Rızâ ve Allah'ın Râzı Olması

‘Rızâ’; kabul gösterme, hoşnut olma, tasvip etme, kabullenme, memnun olma, bir şeyi itiraz etmeyerek kabul etme anlamlarına gelir. Bir şeyden râzı olmak, ondan memnun olmak ve ondan gelen şeyi kabul etmek, ona itiraz etmemektir. Bir işin yapılmasına râzı olmak, o şeyin yapılmasını onaylamaktır, kabul etmektir. Rızâ, İslâm kültüründe öncelikli olarak Rabbimizin takdir ettiğine karşı olmamaktır. Bu bir anlamda, Allah’ın insan için yarattığı her şey konusunda bir memnûniyet ifâde eder. Allah’tan Rab olarak râzı olmak, öncelikli olarak O’nun Rabliğine inanmak ve hayatını O’nun Rabliğine bağlı bir şekilde yaşamaktır.
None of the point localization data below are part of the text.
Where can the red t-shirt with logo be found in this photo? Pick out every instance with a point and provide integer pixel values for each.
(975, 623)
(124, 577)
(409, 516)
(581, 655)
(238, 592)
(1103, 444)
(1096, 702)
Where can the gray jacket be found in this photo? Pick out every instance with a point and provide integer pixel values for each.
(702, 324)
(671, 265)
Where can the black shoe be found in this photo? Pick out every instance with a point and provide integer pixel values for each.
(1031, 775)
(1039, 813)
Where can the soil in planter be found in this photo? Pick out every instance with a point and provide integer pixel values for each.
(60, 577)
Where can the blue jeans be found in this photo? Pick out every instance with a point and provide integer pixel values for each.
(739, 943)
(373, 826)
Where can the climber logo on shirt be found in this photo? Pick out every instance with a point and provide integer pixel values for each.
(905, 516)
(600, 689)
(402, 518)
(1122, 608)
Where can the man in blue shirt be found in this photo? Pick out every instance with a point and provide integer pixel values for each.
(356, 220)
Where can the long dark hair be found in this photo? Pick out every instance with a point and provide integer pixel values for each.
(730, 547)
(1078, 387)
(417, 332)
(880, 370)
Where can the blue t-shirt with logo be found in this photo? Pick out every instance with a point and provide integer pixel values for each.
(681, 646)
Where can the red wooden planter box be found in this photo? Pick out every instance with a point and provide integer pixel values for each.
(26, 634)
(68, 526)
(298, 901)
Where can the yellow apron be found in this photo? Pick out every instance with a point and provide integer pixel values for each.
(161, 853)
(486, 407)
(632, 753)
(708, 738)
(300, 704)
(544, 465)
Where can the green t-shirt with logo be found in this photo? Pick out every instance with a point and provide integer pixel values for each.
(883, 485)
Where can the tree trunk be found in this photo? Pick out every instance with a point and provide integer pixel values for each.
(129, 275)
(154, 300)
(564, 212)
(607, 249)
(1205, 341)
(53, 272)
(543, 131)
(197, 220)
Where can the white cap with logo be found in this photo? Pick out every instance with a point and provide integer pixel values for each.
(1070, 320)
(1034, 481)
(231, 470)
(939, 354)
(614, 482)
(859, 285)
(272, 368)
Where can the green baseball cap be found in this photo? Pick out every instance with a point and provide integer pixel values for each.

Allah’tan râzı olmak, O’ndan gelen her şeyi kabul etmek, O’nun takdirine itiraz ve muhâlefet etmemek, hükmünü olduğu gibi kabullenmek, verdiği nimetleri küçümsememek şeklinde olur. Allah kâinatı ve insanı dilediği gibi yaratmıştır. Her bir varlığa ayrı bir şekil ve ayrı bir özellik vermiştir. İnsanları de ayrı renk ve kabiliyetlerde, farklı soy ve kabile halinde,  dünyalık yönünden farklı olarak yaratıp düzenlemiştir. Kula düşen görev bu ilâhî takdirden râzı olmasıdır. Allah’ın takvâ sahibi kulları, Rablerinin kendilerine sunduğu teklifleri de kabul ederler. Yani kulluk gibi, Allah’ın koyduğu sınırlar gibi, şükretmek gibi tekliflerden râzı olurlar. Allah’ın kanunlarına, insan ve toplum hayatına  koyduğu hükümlerine muhâlefet etmezler.



Allah’a hakkıyla itaat eden kullar, Rablerinin kendileri hakkında takdir ettiği kabiliyetlere, zenginlik veya fakirliğe, belâ ve felâketlere itiraz etmezler. ‘Kahrın da hoş, lütfun da hoş’ deyip Allah’tan râzı olduklarını ortaya koyarlar.